Avdeef Alex
in-ADME Research, New York, NY 10128 USA.
ADMET DMPK. 2023 Aug 21;11(3):317-330. doi: 10.5599/admet.1879. eCollection 2023.
Yalkowsky's General Solubility Equation (GSE), with its three fixed constants, is popular and easy to apply, but is not very accurate for polar, zwitterionic, or flexible molecules. This review examines the findings of a series of studies, where we have sought to come up with a better prediction model, by comparing the performances of the GSE to Abraham's Solvation Equation (ABSOLV), and Random Forest regression (RFR) machine-learning (ML) method. Large, well-curated aqueous intrinsic solubility databases are available. However, drugs may be sparsely distributed in chemical space, concentrated in clusters. Even a large database might overlook some regions. Test compounds from under-represented portions of space may be poorly predicted, as might be the case with the 'loose' set of 32 drugs in the Second Solubility Challenge (2020). There appears to be still a need for better coverage of drug space. Increasingly, current trends in predictions of solubility use calculated input descriptors, which may be an advantage for exploring properties of molecules yet to be synthesized. The risk may be that overall prediction approaches might be based on accumulated uncertainty. The increasing use of ML/AI methods can lead to accurate predictions, but such predictions may not readily suggest the strategies to pursue in selecting yet-to-be-synthesized compounds. Based on our latest findings, we recommend predictions based on both 'grouped' ABSOLV(GRP) and 'Flexible Acceptor' GSE(,) models with the provided best-fit parameters, where is the Kier molecular flexibility index and is the Abraham H-bond acceptor strength. For molecules with < 11, the prudent choice is to pick the Consensus Model, the average of ABSOLV(GRP) and GSE(Φ,B). For more flexible molecules, GSE(Φ,B) is recommended.
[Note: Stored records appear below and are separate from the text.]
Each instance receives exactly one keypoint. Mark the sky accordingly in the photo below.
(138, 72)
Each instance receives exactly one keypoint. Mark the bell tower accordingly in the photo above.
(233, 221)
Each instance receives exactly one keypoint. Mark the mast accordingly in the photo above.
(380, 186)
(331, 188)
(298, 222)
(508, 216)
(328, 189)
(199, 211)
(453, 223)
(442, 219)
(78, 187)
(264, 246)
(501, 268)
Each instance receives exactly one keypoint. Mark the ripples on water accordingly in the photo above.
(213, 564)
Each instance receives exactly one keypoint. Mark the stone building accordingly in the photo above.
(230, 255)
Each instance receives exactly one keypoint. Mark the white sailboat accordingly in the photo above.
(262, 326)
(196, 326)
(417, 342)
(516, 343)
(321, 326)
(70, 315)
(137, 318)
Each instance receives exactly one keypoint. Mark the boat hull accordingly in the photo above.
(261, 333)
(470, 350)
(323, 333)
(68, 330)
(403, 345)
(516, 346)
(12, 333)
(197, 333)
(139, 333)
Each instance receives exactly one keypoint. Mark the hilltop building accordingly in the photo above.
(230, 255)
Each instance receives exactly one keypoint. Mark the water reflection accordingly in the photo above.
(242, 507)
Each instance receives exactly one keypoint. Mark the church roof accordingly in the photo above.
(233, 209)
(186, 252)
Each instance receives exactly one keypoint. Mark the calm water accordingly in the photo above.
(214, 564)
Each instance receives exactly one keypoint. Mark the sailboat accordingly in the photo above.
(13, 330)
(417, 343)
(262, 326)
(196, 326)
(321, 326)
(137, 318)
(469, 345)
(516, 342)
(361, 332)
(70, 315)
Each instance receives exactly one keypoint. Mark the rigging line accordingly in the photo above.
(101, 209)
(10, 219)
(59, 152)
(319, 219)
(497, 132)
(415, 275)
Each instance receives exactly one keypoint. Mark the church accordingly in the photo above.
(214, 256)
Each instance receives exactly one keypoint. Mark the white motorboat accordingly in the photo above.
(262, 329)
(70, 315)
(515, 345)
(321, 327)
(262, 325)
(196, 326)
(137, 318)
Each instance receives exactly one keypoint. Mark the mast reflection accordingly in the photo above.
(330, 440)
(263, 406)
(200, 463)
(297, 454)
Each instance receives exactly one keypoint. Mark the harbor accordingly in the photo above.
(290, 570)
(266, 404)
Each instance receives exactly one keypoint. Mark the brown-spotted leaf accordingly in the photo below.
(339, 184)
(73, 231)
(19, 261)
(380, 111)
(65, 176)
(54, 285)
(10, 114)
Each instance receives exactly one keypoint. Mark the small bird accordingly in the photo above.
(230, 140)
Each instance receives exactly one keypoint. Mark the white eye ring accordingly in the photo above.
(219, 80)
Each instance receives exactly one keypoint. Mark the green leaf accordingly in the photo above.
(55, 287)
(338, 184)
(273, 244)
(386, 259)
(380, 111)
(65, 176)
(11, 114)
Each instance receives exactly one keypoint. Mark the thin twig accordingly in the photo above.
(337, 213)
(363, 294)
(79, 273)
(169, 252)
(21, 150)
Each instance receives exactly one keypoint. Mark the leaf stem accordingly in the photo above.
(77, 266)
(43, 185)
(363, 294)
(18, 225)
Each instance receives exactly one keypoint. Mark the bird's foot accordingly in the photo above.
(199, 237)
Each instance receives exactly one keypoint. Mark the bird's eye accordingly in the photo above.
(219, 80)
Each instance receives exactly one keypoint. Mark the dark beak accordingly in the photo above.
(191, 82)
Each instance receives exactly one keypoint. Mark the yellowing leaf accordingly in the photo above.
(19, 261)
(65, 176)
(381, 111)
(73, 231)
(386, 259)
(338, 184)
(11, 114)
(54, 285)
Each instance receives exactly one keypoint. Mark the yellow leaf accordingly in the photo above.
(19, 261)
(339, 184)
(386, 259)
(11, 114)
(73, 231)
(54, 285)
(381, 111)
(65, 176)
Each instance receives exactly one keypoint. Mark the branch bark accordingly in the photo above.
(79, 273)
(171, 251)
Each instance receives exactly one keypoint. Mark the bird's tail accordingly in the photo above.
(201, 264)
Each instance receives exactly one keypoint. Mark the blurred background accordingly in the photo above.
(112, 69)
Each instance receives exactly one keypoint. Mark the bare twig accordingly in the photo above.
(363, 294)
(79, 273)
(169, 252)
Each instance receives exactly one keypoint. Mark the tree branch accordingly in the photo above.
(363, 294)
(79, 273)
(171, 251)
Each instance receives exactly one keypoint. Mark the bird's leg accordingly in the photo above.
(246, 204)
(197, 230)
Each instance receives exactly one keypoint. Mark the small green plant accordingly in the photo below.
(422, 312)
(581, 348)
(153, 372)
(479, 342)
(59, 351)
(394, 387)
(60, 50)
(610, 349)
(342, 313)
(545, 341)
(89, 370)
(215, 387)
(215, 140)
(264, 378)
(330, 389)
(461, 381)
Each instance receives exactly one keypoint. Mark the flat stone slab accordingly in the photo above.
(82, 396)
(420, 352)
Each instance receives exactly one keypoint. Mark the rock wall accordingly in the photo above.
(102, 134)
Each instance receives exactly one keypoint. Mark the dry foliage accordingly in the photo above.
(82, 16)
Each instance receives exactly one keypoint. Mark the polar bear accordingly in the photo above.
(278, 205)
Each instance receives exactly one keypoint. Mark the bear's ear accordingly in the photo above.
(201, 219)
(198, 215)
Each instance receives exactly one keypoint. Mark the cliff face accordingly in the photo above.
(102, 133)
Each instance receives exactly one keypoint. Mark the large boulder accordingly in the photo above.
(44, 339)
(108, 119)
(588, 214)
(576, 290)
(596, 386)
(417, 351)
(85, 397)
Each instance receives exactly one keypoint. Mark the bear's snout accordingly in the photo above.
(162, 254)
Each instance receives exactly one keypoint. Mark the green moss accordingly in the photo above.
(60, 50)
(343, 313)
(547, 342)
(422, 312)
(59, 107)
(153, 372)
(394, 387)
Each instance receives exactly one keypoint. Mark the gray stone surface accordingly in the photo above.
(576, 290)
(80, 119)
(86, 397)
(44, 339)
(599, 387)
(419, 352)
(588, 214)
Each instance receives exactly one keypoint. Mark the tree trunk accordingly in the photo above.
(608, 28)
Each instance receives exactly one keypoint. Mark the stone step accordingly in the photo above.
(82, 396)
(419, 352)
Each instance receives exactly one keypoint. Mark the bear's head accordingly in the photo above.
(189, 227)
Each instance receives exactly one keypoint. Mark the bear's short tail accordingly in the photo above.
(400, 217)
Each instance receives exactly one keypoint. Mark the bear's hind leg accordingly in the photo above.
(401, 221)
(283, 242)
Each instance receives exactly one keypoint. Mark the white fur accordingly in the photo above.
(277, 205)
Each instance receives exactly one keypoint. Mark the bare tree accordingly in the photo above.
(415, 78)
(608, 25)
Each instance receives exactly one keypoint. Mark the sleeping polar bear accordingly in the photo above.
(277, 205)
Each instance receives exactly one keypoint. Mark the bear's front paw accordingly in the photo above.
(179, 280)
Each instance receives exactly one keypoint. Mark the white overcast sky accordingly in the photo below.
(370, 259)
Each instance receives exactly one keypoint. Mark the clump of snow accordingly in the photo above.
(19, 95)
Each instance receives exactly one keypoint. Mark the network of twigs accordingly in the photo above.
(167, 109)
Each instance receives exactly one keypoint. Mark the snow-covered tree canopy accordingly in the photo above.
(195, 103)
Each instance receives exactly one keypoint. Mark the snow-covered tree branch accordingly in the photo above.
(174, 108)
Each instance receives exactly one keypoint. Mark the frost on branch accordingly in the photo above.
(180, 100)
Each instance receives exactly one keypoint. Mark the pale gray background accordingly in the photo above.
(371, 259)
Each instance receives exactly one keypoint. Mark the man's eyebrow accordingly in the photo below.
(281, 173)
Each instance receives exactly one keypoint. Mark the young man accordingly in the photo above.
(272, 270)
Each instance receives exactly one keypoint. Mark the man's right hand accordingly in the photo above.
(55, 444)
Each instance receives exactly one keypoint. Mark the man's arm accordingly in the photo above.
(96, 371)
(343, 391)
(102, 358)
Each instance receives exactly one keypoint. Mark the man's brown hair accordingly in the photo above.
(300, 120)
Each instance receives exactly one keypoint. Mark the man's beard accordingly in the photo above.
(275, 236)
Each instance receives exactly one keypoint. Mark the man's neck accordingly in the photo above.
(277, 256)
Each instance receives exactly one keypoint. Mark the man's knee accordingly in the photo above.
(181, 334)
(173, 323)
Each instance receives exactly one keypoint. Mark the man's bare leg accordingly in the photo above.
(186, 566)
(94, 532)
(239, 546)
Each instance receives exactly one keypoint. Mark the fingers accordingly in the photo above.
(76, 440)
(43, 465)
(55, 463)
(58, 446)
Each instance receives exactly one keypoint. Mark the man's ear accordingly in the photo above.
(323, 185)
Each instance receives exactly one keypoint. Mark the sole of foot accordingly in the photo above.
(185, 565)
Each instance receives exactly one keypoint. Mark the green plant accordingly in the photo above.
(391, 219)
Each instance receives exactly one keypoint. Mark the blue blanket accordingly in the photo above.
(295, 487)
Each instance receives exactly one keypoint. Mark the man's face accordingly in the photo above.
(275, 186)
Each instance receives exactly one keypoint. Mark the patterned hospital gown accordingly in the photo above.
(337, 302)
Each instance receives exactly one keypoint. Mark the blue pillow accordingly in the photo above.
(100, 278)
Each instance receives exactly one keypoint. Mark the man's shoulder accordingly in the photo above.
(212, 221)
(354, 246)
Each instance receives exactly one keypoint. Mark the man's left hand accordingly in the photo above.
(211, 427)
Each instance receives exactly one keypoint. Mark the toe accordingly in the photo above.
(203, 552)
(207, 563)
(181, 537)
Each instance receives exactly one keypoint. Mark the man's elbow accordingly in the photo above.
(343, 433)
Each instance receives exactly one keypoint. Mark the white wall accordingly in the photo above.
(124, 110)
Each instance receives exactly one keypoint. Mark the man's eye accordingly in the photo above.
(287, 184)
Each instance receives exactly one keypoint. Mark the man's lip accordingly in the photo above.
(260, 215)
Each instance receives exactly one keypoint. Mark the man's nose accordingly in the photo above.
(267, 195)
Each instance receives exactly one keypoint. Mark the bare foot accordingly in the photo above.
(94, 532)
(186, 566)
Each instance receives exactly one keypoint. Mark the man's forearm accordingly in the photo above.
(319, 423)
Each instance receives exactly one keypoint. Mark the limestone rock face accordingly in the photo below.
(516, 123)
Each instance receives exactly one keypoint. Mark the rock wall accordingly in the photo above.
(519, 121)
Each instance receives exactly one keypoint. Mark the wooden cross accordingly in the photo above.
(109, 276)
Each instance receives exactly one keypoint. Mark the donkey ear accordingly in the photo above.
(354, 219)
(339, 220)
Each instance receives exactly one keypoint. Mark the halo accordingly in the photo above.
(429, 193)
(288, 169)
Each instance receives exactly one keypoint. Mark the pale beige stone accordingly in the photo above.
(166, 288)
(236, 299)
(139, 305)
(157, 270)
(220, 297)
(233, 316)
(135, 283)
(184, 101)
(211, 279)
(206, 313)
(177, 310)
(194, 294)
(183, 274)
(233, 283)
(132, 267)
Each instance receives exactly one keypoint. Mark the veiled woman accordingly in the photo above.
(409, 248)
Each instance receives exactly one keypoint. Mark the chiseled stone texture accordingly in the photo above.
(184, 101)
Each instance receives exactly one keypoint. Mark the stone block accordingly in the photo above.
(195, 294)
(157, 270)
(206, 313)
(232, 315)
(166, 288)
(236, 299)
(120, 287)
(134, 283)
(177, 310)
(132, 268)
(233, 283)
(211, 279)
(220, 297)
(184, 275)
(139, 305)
亚尔科夫斯基通用溶解度方程(GSE)有三个固定常数,它很受欢迎且易于应用,但对于极性、两性离子或柔性分子来说不是很准确。本综述考察了一系列研究的结果,在这些研究中,我们试图通过比较GSE与亚伯拉罕溶剂化方程(ABSOLV)以及随机森林回归(RFR)机器学习(ML)方法的性能,得出一个更好的预测模型。有大量精心整理的水溶性固有溶解度数据库。然而,药物在化学空间中可能分布稀疏,集中在簇中。即使是一个大型数据库也可能忽略一些区域。来自空间代表性不足部分的测试化合物可能预测效果不佳,就像第二次溶解度挑战(2020年)中32种药物的“宽松”集合那样。似乎仍然需要更好地覆盖药物空间。目前,溶解度预测的趋势越来越多地使用计算得到的输入描述符,这对于探索尚未合成的分子的性质可能是一个优势。风险可能在于整体预测方法可能基于累积的不确定性。ML/AI方法的使用越来越多可以带来准确的预测,但这样的预测可能不容易暗示在选择尚未合成的化合物时应采取的策略。基于我们的最新发现,我们建议基于“分组”的ABSOLV(GRP)和“柔性受体”GSE(,)模型进行预测,并使用提供的最佳拟合参数,其中是基尔分子柔性指数,是亚伯拉罕氢键受体强度。对于<11的分子,谨慎的选择是采用共识模型,即ABSOLV(GRP)和GSE(Φ,B)的平均值。对于更柔性的分子,建议使用GSE(Φ,B)。